Rep. Travis Couture sits down with Brandi Kruse on “Undivided” to stress the need for stronger child-protective laws for kids whose parents are hooked on hard drugs. Couture, R-Allyn, has been working to roll back changes to the law that came last year when House Bill 1227, known as the Keeping Families Together Act, took effect in Washington state. Among other things, it raised the legal threshold for removing a child from a home after a report of abuse or neglect. Now, there must be proof to the courts that the removal is necessary to prevent imminent physical harm to the child. The law also made clear that family poverty, isolation, single parenthood, a parent’s age, crowded or inadequate housing, drug use, prenatal drug or alcohol exposure, mental illness, disability or special needs of the parent or child, and nonconforming social behavior does not by itself constitute imminent physical harm.

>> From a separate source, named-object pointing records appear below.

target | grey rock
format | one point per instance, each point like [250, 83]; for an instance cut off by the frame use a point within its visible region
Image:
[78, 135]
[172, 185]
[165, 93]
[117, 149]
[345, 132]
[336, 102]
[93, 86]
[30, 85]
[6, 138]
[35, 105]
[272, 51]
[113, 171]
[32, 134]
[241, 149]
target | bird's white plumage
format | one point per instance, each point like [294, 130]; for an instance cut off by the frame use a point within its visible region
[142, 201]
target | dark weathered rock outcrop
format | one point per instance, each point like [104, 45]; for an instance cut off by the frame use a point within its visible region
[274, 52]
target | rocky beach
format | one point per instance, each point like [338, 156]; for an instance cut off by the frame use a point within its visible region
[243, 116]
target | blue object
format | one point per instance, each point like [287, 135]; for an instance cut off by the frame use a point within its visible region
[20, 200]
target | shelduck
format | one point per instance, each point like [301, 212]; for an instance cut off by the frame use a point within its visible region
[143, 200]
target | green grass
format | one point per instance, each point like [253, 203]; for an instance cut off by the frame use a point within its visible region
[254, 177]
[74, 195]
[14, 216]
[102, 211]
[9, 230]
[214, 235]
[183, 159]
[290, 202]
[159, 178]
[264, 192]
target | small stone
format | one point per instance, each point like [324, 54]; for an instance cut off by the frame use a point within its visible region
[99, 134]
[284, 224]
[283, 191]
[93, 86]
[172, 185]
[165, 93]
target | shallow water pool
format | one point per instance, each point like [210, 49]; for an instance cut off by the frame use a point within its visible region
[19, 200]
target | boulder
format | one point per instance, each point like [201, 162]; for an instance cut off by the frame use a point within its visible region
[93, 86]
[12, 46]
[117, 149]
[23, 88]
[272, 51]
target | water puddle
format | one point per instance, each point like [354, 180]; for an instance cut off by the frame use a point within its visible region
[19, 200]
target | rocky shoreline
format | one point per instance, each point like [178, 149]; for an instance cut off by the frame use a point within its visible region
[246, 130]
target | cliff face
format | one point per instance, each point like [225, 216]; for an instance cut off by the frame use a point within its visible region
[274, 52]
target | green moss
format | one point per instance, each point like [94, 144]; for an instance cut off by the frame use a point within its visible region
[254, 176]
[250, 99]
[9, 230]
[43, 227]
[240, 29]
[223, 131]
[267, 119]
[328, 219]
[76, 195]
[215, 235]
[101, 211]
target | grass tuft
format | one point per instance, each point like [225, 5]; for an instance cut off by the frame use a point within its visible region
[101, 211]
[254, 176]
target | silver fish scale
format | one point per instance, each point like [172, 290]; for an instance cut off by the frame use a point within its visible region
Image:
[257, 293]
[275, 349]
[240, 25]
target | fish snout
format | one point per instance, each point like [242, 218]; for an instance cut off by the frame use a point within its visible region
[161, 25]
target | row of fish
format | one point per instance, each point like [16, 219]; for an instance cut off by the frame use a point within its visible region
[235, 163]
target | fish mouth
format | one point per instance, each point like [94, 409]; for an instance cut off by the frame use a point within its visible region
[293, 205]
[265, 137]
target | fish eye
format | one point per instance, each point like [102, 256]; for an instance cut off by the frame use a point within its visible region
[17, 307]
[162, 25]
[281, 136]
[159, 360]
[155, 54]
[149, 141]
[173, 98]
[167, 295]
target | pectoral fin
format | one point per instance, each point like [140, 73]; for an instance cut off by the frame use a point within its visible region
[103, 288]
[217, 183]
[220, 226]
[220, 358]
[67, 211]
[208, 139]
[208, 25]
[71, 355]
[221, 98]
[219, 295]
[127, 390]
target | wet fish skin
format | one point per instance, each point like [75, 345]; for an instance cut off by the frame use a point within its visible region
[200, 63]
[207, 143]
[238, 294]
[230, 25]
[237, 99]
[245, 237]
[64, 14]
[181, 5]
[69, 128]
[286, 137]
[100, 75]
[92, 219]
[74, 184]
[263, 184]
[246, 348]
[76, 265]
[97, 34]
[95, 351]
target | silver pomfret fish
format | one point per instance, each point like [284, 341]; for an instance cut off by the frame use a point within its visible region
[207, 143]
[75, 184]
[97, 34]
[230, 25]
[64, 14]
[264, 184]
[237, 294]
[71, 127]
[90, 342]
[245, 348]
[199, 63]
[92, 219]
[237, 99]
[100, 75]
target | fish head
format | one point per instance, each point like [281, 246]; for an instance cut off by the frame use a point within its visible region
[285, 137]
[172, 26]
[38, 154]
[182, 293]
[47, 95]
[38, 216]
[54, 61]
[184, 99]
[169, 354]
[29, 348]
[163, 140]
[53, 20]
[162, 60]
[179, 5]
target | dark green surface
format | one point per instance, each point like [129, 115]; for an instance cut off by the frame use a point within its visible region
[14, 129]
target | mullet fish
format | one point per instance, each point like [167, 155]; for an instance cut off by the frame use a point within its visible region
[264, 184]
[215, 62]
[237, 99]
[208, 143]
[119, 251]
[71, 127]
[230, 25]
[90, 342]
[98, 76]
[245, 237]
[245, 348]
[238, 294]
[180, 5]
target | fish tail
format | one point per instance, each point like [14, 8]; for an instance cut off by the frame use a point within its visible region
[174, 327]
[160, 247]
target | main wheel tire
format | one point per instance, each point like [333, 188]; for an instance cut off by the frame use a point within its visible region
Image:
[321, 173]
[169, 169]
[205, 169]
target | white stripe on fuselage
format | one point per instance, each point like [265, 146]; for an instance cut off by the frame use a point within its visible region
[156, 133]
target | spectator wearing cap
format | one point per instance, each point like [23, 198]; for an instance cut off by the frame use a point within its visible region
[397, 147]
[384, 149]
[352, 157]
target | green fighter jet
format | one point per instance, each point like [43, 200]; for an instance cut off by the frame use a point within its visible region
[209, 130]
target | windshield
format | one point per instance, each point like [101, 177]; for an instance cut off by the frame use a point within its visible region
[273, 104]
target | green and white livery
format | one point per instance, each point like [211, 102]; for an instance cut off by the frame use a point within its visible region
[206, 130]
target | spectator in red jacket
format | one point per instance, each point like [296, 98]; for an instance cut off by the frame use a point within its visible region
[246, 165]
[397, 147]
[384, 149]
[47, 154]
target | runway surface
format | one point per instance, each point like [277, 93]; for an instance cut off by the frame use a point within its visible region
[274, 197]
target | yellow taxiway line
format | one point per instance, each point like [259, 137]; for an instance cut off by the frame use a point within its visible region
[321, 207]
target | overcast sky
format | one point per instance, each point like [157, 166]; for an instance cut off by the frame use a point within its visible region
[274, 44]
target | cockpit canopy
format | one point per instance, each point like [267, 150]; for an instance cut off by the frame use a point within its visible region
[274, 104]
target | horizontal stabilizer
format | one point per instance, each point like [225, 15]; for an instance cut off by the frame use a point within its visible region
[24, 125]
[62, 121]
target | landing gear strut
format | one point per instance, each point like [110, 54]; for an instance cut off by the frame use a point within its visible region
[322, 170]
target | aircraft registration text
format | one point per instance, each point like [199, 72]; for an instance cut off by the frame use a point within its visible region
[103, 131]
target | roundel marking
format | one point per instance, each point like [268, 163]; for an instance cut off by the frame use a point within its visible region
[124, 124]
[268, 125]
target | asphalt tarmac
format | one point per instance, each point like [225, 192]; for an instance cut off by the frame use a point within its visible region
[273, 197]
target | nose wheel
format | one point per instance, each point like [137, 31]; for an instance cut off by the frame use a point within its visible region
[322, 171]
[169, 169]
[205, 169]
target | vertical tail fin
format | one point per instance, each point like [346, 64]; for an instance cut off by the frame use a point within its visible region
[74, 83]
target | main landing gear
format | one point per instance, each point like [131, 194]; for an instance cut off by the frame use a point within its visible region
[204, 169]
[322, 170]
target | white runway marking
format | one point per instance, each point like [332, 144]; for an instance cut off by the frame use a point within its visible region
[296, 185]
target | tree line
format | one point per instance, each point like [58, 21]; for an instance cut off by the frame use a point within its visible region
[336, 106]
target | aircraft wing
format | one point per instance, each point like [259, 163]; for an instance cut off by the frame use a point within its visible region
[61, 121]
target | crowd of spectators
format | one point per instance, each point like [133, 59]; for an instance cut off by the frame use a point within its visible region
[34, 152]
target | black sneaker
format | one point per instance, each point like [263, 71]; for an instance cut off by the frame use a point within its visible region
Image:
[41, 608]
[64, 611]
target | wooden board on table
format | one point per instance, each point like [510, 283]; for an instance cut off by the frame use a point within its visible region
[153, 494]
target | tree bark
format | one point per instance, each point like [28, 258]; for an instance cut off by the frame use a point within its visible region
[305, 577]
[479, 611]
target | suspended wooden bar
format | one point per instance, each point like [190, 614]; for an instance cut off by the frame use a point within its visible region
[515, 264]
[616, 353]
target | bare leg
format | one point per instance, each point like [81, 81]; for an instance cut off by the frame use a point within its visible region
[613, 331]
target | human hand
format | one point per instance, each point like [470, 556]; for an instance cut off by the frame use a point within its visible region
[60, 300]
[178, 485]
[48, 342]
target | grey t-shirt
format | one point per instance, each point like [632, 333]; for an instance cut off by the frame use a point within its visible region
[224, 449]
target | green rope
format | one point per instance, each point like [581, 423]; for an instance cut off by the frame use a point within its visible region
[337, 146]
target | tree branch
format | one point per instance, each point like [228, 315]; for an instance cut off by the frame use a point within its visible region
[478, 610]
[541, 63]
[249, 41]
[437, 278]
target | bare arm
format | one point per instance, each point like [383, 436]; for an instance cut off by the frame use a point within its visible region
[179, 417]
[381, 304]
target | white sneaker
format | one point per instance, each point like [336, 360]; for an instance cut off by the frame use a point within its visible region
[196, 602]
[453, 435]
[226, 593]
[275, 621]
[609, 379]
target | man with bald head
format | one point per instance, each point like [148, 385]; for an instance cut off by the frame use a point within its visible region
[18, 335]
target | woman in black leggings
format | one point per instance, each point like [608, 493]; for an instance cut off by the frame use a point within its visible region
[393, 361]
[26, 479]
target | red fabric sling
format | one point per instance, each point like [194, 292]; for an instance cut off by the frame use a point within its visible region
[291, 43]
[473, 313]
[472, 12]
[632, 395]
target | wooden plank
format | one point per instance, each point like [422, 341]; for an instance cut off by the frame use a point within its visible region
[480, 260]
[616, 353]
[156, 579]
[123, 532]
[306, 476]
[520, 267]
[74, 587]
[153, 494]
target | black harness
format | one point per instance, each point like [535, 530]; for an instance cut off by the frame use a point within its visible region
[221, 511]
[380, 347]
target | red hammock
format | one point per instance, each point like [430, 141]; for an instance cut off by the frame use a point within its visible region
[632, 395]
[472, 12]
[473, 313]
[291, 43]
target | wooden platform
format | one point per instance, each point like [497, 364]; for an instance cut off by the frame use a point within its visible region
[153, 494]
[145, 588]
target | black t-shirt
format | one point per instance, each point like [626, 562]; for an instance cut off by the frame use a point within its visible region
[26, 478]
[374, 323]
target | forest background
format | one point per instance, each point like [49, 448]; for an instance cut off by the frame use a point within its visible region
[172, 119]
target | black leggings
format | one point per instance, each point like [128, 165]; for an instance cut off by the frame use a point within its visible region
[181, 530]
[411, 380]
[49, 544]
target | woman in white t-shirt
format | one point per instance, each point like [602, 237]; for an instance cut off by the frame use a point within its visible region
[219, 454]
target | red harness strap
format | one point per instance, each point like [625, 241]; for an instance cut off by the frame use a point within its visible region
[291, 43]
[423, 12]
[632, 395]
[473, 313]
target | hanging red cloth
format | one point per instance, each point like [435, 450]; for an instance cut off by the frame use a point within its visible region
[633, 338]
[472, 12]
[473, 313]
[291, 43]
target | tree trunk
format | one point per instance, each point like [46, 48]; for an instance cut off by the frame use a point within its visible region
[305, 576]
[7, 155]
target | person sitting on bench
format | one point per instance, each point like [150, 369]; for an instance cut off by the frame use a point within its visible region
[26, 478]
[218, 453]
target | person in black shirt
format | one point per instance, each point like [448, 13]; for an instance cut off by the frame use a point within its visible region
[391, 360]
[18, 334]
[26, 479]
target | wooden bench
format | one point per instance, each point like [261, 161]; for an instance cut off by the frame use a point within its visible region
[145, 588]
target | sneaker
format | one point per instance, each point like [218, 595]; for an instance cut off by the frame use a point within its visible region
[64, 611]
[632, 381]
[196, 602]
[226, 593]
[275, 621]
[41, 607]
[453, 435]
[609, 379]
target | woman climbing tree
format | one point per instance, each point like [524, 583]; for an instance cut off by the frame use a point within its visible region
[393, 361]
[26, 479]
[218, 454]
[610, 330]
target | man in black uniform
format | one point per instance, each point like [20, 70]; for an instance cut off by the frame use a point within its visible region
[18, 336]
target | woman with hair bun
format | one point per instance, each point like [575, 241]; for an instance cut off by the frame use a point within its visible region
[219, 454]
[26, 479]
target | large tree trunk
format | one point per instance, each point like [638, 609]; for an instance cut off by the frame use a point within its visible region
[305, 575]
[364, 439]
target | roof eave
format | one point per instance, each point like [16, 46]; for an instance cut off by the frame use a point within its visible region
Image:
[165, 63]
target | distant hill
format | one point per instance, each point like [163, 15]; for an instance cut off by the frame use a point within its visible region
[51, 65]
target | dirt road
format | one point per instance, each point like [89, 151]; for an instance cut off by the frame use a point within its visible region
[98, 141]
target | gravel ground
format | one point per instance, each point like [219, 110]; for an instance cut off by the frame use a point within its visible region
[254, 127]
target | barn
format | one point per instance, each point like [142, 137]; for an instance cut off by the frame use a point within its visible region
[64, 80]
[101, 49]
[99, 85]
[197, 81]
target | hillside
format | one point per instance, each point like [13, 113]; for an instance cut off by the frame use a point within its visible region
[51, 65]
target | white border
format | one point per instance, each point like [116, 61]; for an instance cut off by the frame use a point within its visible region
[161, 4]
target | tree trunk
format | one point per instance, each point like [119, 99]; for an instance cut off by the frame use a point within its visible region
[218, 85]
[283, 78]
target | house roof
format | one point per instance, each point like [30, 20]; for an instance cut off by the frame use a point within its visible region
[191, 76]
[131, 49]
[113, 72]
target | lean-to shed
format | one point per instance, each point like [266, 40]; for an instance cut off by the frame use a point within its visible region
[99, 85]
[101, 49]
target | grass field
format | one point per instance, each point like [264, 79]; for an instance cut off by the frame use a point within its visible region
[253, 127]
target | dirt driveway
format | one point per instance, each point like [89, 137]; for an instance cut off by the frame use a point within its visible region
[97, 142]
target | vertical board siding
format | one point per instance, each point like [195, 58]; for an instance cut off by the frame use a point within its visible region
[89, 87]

The year the law passed Washington was already seeing a record increase in child deaths connected to drugs, there has been a significant increase in child deaths involving children whose parent’s have been involved with child protective services (CPS) due to drug use, including many children who have died from fentanyl exposure. There has also been multiple children killed, allegedly by a parent addicted to fentanyl or meth who gets violent. The most recent example, is 4-year old Ariel Garcia who was found brutally murdered in Pierce County. The Everett boy’s mother now faces first-degree murder charges.
The little boy’s grandmother had just been awarded temporary emergency guardianship of Ariel after telling the court her daughter, Ariel’s mother, was abusing meth and alcohol, would disappear for days, and often became violent. But Ariel was gone before she could serve her daughter with the paperwork and take custody of her grandson.
During the 2024 legislative session, Couture proposed House Bill 2233 which would have strengthened child protections laws so that a parent’s use of fentanyl, heroin, and meth in the home qualified as proof a child was in imminent physical harm and needed to be removed. The bill never received a hearing. Instead, Democrats passed a watered down version of Couture’s bill that does not do enough to protect children from drug-addicted parents.